Arizona Coyotes goaltending coach Jon Elkin pointed out that it comes down to two things; a departure from routine and a higher emphasis on a player’s athleticism over technical structure at an earlier age.
“Foundation is important for everybody,” suggested Elkin, “but you can be taught that. Athleticism needs to be developed early on.
That’s why you see the guys like my student Mackenzie Blackwood; he didn’t become a goaltender until later, he was a forward first. Those guys get a more solid athletic foundation and that’s important.”
He thinks that the Canadian goaltending system has become both too technically based and too grinding. Players in the United States and Europe often participate in other sports and physical activities in the off-season, and it keeps them both well-rounded athletically and from burning out with the same routine day after day. In Canada, even the off-season can be tough on young goaltenders, with nothing but goaltending camps and summer leagues and extra on-ice training. To Elkin, that’s where Canada is starting to fall behind.
InGoal even published a feature on Braden Holtby last year when he revealed that he wasn’t allowed to become a full-time goaltender until he was 12 years old, further proving Elkin’s point.
Of course, some American goaltenders themselves have an interesting and unique perspective – including Connor Hellebuyck of the Winnipeg Jets.
Hellebuyck played high school hockey before heading to the NAHL, where he spent one season prior to his NCAA play. The rest, so they say, is history; the young Michigan-based goaltender spent two seasons with the University of Massachusetts-Lowell before he went pro, and now he’s one of the most exciting young goaltenders to come out of the United States.
He thinks a lot of credit deserves to be given to the path many American goaltenders take to the pros.
“The NAHL has so many teams that the talent is more diluted,” suggested Hellebuyck. “Leagues like that can help a goaltender because you aren’t on a team full of stars; you’re learning to develop behind maybe a struggling defensive system that can’t always handle the good scoring on another club. In the CHL, you’re still facing great shots, but you aren’t getting as much variety in the kinds of shots you may face and the kinds of teams you may be playing behind. That makes the jump to the AHL more foreign than for a guy who’s maybe spent some time in the NAHL or USHL, maybe some time in high school, then some time in the NCAA before he hits the pros.”

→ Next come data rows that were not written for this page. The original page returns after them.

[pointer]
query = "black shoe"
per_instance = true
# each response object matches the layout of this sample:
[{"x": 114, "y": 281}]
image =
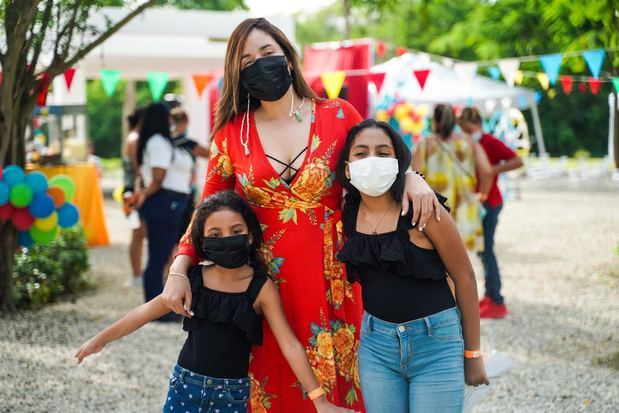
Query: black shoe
[{"x": 170, "y": 318}]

Whether it’s the types of systems a goaltender works with or the kinds of shots they’re facing, though, both Elkin and Hellebuyck thought that teams who drafted from the NCAA and the European leagues gave themselves a beneficial cushion that other teams may not be afforded.
“If you have a goaltender in the NCAA, it gives you that extra couple of years before you have to find a spot for them in the system,” suggested Elkin. “It’s the same as drafting a goaltender who wants to spend some time in a European league.”
Of course, Canadian goaltenders can still play NCAA. They hurt themselves in this regard, though, with the continued stand-off between the CHL and the NCAA – as major junior hockey players aren’t eligible for NCAA play once they hit that age.
Can this be fixed?
Elkin said it’s already starting to trend towards a fix in the Canadian goaltending development systems. The United States was able to catch up in goaltending because of the technology age, with more opportunities for aspiring coaches to access the materials they need to become great. That, said Elkin, is going to be what saves Canadian goaltending as well.
“You have Centre Ice, so you can now see games for every team, and you have access to so much information both on the web and on the TV. The goaltending community is already so inter-locked, but this gives developing coaches more information to work with successfully.”
It’s certainly going to help that the successful American programs are garnering more attention. Players like Hellebuyck are no longer the exception to the rule when it comes to United States development; Ben Bishop, Jonathan Quick, Cory Schneider, John Gibson, Thatcher Demko, and Scott Darling are all prime examples of American-born goaltenders that have become household names. As these players are exposed to the spotlight, their path to the pros will be considered more and more acceptable – even recommended. American goaltending will become a part of the conversation as a worldwide example for how successful netminders are trained, and that should help Canadian goaltending simply by proxy.
The biggest thing they’ll need to change, though? Elkin thinks it’s how they develop in the first place.
“You can always work with a goaltender on their technique,” he suggested. “Athleticism is much harder to improve, though, without a solid foundation.
Canadian goaltending fell behind when they failed to address that.”